I will probably won't have time to work on this from Monday to Friday, and I think I will be finished with the tokenizer.py today or tomorrow.
Is that really practical, given that the spacy model for Finish would always be present? Currently we only check for the extra languages, so that a default install returns an empty object.
Is that really practical, given that the spacy model for Finish would always be present? Currently we only check for the extra languages, so that a default install returns an empty object.
Sorry, I made a mistake, this is what I meant:
[
'japanese': [
'spacy',
],
'finnish': [
'stanza',
]
]
We should only handle extra languages on python, I'll handle the selection between stanza and spacy on the webserver side. But there will be languages where multiple packages can be installed in the future other than tokenizers, which I think should be handled with the same function. So maybe it would look like this:
[
'japanese': [
'spacy',
'manga-ocr',
],
'finnish': [
'stanza',
]
]
We could use the current ["plain", "array"] format, but it would be more complicated on the webserver side to combine the array I get from python with the config file of already installed languages and tokenizers, because for selecting tokenizers I will have to use an array structure like the one above.

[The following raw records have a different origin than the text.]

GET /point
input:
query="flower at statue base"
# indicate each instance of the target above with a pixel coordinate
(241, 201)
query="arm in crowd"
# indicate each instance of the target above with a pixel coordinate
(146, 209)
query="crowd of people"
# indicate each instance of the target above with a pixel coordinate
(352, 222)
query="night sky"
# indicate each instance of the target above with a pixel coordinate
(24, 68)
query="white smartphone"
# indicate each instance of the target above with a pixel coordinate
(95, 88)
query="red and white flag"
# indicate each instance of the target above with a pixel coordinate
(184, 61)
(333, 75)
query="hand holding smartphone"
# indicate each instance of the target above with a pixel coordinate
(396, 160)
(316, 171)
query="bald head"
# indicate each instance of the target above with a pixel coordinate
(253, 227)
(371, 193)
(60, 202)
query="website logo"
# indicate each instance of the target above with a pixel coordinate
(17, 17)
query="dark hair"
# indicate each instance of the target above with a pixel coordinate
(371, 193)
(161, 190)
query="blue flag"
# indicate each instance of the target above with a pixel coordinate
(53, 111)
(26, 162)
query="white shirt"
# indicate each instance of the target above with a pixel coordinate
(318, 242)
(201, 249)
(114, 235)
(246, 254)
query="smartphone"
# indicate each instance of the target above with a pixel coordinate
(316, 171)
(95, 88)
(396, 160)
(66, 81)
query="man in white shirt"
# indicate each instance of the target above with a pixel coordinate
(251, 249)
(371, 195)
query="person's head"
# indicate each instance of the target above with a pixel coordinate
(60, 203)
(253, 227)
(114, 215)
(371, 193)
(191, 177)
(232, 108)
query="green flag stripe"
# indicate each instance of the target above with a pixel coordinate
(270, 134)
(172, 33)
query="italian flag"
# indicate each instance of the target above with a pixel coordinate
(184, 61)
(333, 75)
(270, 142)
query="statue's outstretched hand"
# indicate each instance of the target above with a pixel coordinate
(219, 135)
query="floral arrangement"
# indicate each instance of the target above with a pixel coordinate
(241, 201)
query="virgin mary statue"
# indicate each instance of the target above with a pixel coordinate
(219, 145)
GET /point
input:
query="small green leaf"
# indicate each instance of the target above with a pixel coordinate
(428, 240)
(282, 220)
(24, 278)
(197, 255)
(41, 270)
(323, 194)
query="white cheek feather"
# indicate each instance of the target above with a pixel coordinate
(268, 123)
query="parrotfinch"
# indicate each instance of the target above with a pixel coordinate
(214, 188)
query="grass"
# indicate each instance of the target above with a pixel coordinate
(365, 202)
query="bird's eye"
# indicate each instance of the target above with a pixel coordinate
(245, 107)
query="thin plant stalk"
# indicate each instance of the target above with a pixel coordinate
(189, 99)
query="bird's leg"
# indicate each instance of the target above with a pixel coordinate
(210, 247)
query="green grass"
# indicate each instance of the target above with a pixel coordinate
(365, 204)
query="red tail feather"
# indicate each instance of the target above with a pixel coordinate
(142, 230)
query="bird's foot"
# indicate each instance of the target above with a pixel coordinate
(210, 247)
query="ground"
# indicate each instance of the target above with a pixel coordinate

Please feel free to ask anything or suggest an other method. I'm not sure if I explained it correctly.
@sergiolaverde0 I think I am done with working on the tokenizer.py file (99%). The latest version is in the feature/websockets-vue branch. I will merge this into dev probably next week, but maybe even today.
I've mostly finished working on job queues. There are a few small tasks left, I plan to work on stanza next weekend.